The PlayStation version was a commercial success upon release. It sold out in retail stores within a month of its North American release in September 1995.

The game received mostly negative reviews. Reviewing the Saturn version, Radion Automatic of Sega Saturn Magazine complained of the excessive slow down, as well as the fact that the game is not a conversion of the arcade game of the same name but simply another port of Super Street Fighter II Turbo with digitized graphics. The four reviewers of Electronic Gaming Monthly highly criticized the controls but praised the FMV cinemas and gameplay mechanics. Not all of the reviewers realized that the game was not a conversion of the arcade game of the same name, leading to some confusion. GamePro gave the Saturn version a firmly negative review, a rarity for the publication at the time. The reviewer criticized the slow and choppy animation, weak battle voices, unpredictable frame redraw, and the quick recover time of fighters, saying this results in "a wait-and-strike defensive game rather than a true competitive Street Fighter match." A reviewer for Maximum particularly criticized the poor quality of the digitization and the low frame rate. He also commented that while the gameplay is basically a port of Super Street Fighter II Turbo, it is crippled by bouts of slowdown: "The fluid, instinctual response of the previous SF games seems to have been lost and with it, any real compulsion to play it." A critic for Next Generation gave the game one of its few completely positive reviews. He praised the comprehensive selection of characters and numerous modes to play in, and concluded that the game "looks and plays great."

While a different GamePro critic covered the PlayStation version, he too gave the game a resoundingly negative review, saying it has long load times, conspicuous glitches, control lag, bad voice acting, and muddy sprites which fail to resemble the actors from the film. Despite their positive review of the Saturn version, Next Generations brief review of the PlayStation version called it "A major misstep all around."

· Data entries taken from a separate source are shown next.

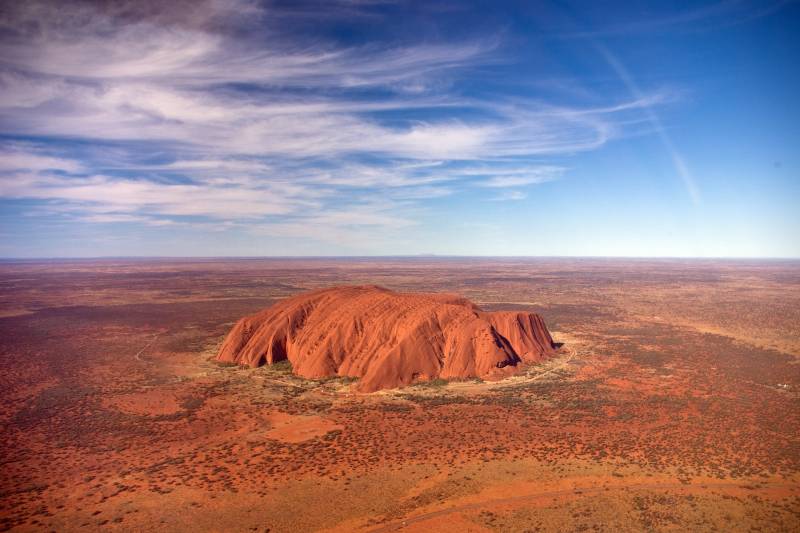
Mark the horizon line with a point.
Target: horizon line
(391, 256)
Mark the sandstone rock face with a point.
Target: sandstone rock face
(387, 339)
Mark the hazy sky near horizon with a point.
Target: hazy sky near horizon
(359, 127)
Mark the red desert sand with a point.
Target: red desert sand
(387, 339)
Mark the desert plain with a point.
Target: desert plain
(672, 403)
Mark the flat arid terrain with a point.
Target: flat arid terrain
(672, 402)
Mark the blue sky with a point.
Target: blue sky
(240, 127)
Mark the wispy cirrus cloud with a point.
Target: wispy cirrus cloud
(223, 114)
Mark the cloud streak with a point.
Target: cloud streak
(225, 117)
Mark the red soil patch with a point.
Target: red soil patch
(149, 403)
(387, 339)
(290, 428)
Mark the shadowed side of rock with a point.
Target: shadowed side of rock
(387, 339)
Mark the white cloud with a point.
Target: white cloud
(252, 125)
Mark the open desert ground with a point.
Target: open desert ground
(673, 403)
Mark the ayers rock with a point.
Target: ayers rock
(387, 339)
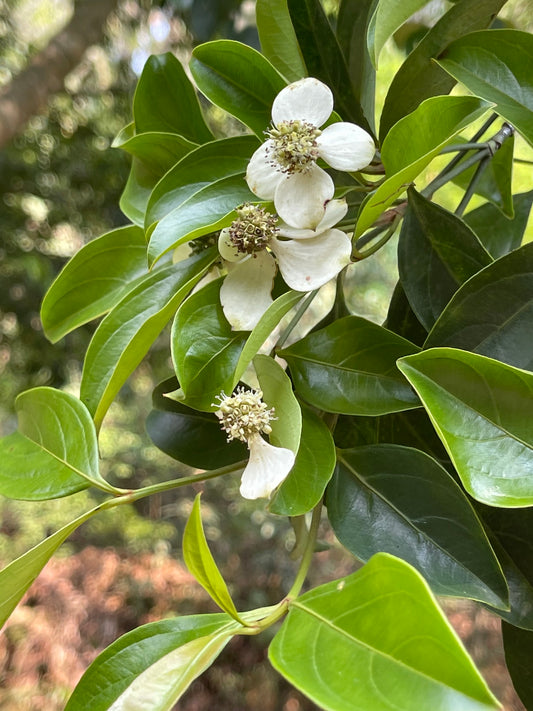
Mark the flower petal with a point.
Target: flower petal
(245, 292)
(261, 175)
(345, 146)
(307, 264)
(300, 198)
(307, 100)
(266, 469)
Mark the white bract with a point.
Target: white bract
(251, 248)
(245, 416)
(284, 168)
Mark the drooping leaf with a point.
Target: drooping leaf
(412, 144)
(420, 77)
(399, 500)
(482, 410)
(377, 639)
(54, 453)
(494, 65)
(349, 367)
(94, 280)
(437, 252)
(238, 79)
(125, 335)
(492, 313)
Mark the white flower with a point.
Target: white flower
(284, 168)
(245, 416)
(251, 247)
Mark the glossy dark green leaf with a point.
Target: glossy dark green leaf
(377, 640)
(125, 335)
(94, 280)
(401, 501)
(238, 79)
(420, 77)
(494, 65)
(190, 436)
(54, 453)
(324, 59)
(497, 233)
(165, 100)
(482, 410)
(412, 144)
(315, 461)
(205, 350)
(518, 646)
(350, 368)
(492, 313)
(437, 252)
(278, 39)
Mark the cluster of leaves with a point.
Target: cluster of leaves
(416, 434)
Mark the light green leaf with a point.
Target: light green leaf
(483, 412)
(377, 640)
(94, 280)
(201, 563)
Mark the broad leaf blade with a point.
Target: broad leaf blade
(483, 412)
(377, 639)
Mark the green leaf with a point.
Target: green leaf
(315, 461)
(277, 392)
(411, 145)
(494, 65)
(239, 80)
(17, 577)
(401, 501)
(54, 453)
(483, 412)
(205, 351)
(377, 639)
(497, 233)
(518, 646)
(201, 563)
(94, 280)
(190, 436)
(324, 59)
(492, 313)
(349, 367)
(153, 665)
(125, 335)
(278, 39)
(437, 252)
(165, 100)
(420, 77)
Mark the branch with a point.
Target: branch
(29, 91)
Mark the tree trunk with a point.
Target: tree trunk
(29, 91)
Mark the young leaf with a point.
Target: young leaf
(201, 563)
(94, 280)
(437, 252)
(238, 79)
(412, 144)
(483, 412)
(125, 335)
(492, 313)
(399, 500)
(54, 453)
(377, 639)
(349, 367)
(494, 65)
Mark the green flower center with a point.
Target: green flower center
(244, 414)
(295, 147)
(252, 230)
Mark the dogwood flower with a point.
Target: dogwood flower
(245, 416)
(284, 168)
(257, 242)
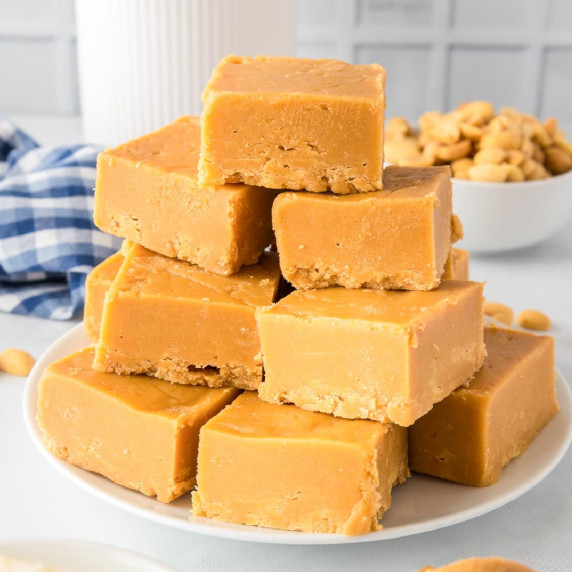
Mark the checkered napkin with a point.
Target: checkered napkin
(48, 242)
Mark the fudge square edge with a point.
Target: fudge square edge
(397, 238)
(172, 320)
(282, 467)
(385, 355)
(147, 191)
(473, 433)
(140, 432)
(289, 123)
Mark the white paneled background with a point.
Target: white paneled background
(437, 53)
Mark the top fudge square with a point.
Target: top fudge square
(288, 123)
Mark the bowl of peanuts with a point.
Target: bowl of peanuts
(512, 173)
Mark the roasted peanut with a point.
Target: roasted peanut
(459, 167)
(560, 141)
(551, 126)
(515, 157)
(529, 166)
(533, 320)
(503, 139)
(537, 152)
(541, 136)
(558, 161)
(469, 131)
(454, 151)
(472, 138)
(16, 362)
(399, 151)
(489, 173)
(445, 131)
(537, 173)
(500, 312)
(490, 156)
(515, 174)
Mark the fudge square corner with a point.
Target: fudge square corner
(385, 355)
(290, 123)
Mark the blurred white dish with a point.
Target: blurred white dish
(506, 216)
(419, 505)
(81, 556)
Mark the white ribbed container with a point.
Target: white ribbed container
(143, 63)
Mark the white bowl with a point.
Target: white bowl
(506, 216)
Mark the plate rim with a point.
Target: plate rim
(262, 535)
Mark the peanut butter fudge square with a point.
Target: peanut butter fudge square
(282, 467)
(386, 355)
(147, 191)
(473, 433)
(457, 265)
(139, 432)
(97, 284)
(398, 238)
(288, 123)
(175, 321)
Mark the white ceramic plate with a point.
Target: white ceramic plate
(81, 555)
(420, 505)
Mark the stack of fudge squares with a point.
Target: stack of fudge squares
(291, 408)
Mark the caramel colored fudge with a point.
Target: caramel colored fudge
(493, 564)
(147, 191)
(457, 265)
(282, 467)
(288, 123)
(385, 355)
(472, 434)
(139, 432)
(172, 320)
(97, 284)
(398, 238)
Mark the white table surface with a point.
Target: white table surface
(536, 529)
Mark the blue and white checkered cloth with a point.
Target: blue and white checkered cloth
(48, 242)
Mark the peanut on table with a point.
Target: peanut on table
(481, 146)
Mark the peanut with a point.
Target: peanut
(558, 161)
(490, 156)
(515, 174)
(500, 312)
(445, 131)
(503, 139)
(541, 136)
(469, 131)
(515, 157)
(459, 167)
(560, 141)
(453, 151)
(479, 145)
(489, 173)
(400, 151)
(533, 320)
(551, 126)
(16, 362)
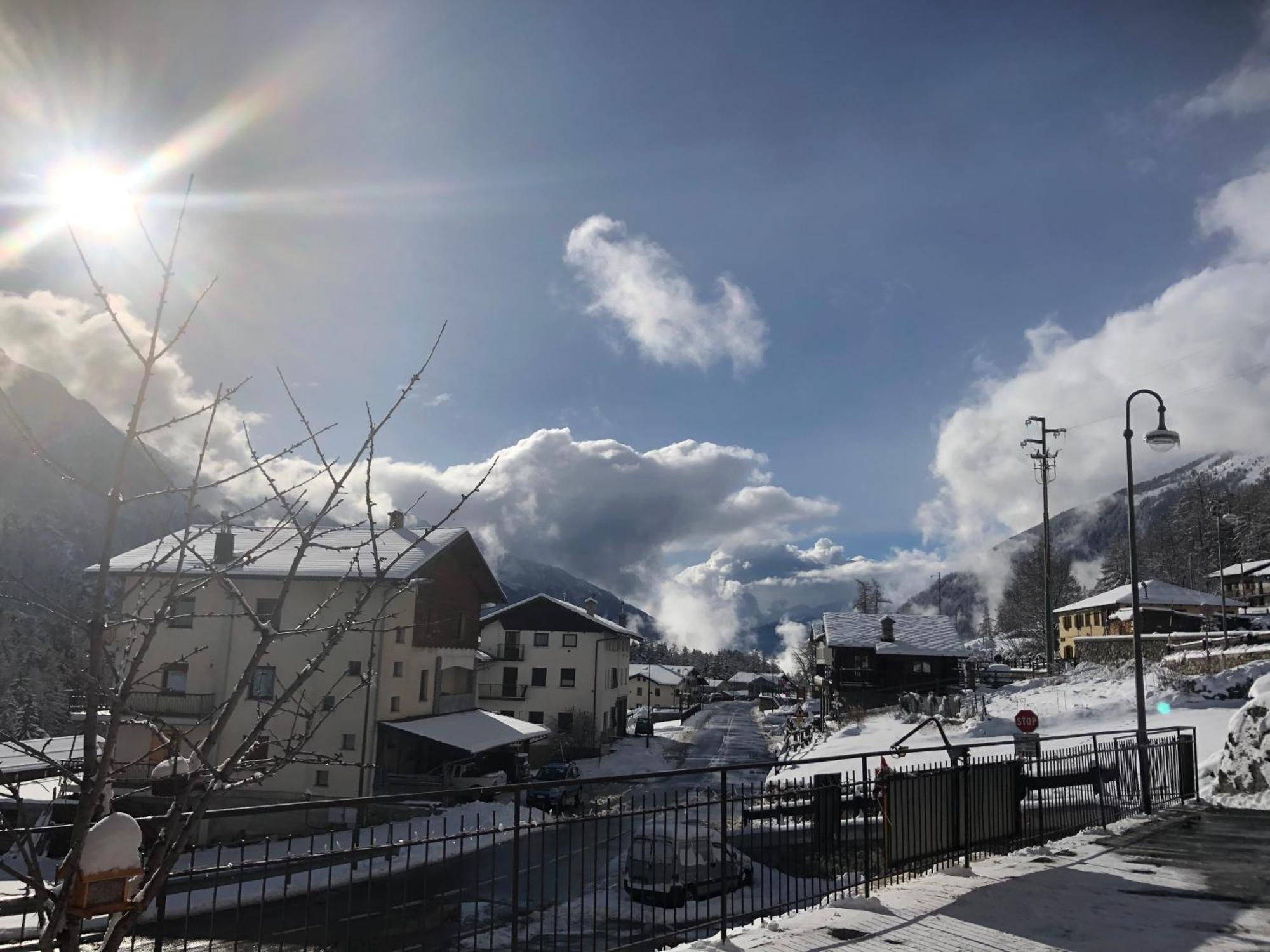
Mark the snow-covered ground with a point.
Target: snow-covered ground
(1090, 699)
(1074, 894)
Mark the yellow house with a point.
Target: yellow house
(1165, 607)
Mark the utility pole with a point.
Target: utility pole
(1045, 464)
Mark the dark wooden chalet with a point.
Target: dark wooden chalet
(872, 659)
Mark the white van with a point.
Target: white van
(661, 870)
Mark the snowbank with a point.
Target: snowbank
(1090, 699)
(1243, 776)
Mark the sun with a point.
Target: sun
(91, 196)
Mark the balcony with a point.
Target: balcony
(502, 692)
(161, 704)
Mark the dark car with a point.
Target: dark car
(563, 798)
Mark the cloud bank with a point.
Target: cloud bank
(638, 285)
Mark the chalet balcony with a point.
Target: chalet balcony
(502, 692)
(161, 704)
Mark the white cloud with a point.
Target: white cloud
(1243, 91)
(637, 284)
(793, 637)
(79, 346)
(1205, 345)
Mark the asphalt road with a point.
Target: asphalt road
(464, 902)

Bob Mackey of USgamer listed Street Fighter: The Movie as one of the worst launch games for the PlayStation, noting that the game is "largely remembered for being an abject embarrassment." Retrospectively, Marissa Meli of UGO.com ranked it at number 102 in her top 102 worst games of all time list.

Review scores
| Publication | Score |
|---|---|
| AllGame | 1.5/5 (SAT) |
| Electronic Gaming Monthly | 6.5/10, 6/10, 7/10, 7/10 (SAT) |
| GameFan | 84/100, 85/100, 82/100 (SAT) |
| Hyper | 74% (SAT) |
| Next Generation | 3/5 (SAT) 2/5 (PS) |
| PlayStation Official Magazine – UK | 6/10 (PS) |
| Play | 85% (PS) |
| Electric Playground | 5/10 (SAT) |
| Maximum | 1/5 (SAT) |
| Sega Saturn Magazine | 49% (SAT) |

==Legacy==
In October 2018, the game's Western publishing rights were acquired by Canadian production company Liquid Media Group along with other titles originally owned by Acclaim Entertainment.